The northwestern Pacific produces some of the world’s most intense and most devastating tropical cyclones, called typhoons in the Pacific and hurricanes in the Atlantic. In 2013, typhoon Haiyan, the strongest land falling typhoon on record, hit the Philippines, killing at least 6,300 people and affecting 11 million.

A study found that the destructive power of the typhoons in east-Asian countries have intensified by 50% in the past 40 years due to warming seas.

Climate models project ocean waters off the coast of China and south-east Asia to continue to warm up. So that means that stronger and deadlier storms are likely to occur in the future.
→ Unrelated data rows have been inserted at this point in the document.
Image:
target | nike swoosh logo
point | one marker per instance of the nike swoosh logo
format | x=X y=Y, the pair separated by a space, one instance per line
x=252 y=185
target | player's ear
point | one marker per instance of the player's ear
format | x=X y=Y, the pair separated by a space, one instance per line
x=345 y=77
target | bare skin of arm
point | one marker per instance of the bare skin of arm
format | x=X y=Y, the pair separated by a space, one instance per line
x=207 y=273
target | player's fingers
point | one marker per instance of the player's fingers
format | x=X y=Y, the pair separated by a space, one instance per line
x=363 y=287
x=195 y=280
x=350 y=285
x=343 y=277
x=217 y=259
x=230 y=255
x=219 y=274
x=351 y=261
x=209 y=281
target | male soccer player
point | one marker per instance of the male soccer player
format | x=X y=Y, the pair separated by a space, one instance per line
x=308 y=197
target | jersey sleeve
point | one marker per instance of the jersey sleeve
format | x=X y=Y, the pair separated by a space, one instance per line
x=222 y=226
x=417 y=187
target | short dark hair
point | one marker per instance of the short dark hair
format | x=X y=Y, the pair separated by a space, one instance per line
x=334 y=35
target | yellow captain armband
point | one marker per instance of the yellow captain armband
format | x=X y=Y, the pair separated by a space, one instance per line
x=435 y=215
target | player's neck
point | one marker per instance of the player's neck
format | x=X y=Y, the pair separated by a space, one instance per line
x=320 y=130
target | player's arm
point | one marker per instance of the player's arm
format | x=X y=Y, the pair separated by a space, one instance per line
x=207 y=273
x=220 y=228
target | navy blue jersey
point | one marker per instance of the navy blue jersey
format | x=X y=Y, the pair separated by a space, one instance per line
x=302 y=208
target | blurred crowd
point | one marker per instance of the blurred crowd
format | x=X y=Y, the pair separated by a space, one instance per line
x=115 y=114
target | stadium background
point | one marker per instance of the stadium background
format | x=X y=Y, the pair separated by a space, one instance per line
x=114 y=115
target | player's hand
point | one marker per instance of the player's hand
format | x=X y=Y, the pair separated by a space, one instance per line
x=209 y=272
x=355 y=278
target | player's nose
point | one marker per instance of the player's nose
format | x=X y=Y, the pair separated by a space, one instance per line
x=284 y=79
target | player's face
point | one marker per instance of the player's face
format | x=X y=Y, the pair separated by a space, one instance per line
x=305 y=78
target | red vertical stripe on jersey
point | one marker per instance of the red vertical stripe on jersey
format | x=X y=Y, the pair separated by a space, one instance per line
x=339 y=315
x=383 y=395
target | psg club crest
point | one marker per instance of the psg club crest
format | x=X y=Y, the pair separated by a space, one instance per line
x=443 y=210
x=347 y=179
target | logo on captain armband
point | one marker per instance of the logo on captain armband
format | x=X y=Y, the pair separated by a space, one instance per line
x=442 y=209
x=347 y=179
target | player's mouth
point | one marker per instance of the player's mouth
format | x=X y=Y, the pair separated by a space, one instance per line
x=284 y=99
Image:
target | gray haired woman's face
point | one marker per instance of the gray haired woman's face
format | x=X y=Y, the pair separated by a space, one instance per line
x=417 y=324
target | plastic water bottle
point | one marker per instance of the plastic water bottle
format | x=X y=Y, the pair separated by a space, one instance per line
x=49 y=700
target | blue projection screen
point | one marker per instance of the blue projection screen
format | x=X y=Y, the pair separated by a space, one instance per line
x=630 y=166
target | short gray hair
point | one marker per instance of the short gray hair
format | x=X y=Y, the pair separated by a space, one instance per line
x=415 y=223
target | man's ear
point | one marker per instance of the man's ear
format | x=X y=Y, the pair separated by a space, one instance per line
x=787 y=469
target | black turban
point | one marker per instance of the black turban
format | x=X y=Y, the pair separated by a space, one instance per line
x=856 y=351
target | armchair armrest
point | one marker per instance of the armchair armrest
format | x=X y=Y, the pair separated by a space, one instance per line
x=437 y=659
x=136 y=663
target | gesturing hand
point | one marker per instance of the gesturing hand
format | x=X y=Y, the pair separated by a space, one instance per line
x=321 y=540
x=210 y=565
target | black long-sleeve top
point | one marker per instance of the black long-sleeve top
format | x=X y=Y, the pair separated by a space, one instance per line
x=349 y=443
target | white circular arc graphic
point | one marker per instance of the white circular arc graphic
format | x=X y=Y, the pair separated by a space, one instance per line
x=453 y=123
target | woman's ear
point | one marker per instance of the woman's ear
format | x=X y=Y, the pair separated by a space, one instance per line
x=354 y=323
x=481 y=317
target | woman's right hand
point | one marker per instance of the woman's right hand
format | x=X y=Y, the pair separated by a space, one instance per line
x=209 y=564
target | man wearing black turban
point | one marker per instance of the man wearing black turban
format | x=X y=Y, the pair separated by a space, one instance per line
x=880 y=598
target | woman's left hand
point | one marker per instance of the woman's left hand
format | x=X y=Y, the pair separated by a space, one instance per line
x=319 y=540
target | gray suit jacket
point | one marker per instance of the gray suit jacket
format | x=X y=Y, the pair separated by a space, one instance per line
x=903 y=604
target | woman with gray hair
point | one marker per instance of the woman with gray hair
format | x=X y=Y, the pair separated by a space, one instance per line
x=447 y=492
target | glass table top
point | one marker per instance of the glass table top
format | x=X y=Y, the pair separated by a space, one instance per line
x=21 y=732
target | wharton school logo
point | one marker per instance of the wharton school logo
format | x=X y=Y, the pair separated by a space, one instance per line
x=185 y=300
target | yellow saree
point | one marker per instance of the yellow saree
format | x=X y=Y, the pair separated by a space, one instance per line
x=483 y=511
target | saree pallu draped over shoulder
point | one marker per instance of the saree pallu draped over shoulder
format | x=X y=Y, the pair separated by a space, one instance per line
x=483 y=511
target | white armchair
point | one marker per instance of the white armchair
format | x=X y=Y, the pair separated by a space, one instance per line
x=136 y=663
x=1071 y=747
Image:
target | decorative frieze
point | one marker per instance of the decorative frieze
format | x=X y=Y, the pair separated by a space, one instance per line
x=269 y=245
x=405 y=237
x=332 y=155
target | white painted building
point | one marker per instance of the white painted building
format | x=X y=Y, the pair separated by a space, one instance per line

Researchers warn that the giant storms will become even stronger in the future, threatening the large and growing coastal population of China, Japan, Korea and the Philippines.

The researchers showed that the intensification of typhoons making landfall occurred because warmer coastal seas provided more heat – therefore, more energy to growing storms, enabling their wind speeds to increase more rapidly.

The intensity of a typhoon is measured by the maximum sustained wind speed, but the damage caused by its high winds, storm surges, intense rains and floods increases disproportionately, meaning a 15% rise in intensity leads to a 50% rise in destructive power. Stronger storms cause higher storm surges, which often cause the most destruction and loss of life.

The research was published in Nature Geoscience. Prof Wei Mei, at the University of North Carolina who led the new work said: “We want to give the message that typhoon intensity has increased and will increase in the future because of the warming climate.” He said action was needed to both prepare for future typhoons and to reduce carbon dioxide emissions to curb warming: “Understanding intensity change is very important for disaster preparation.”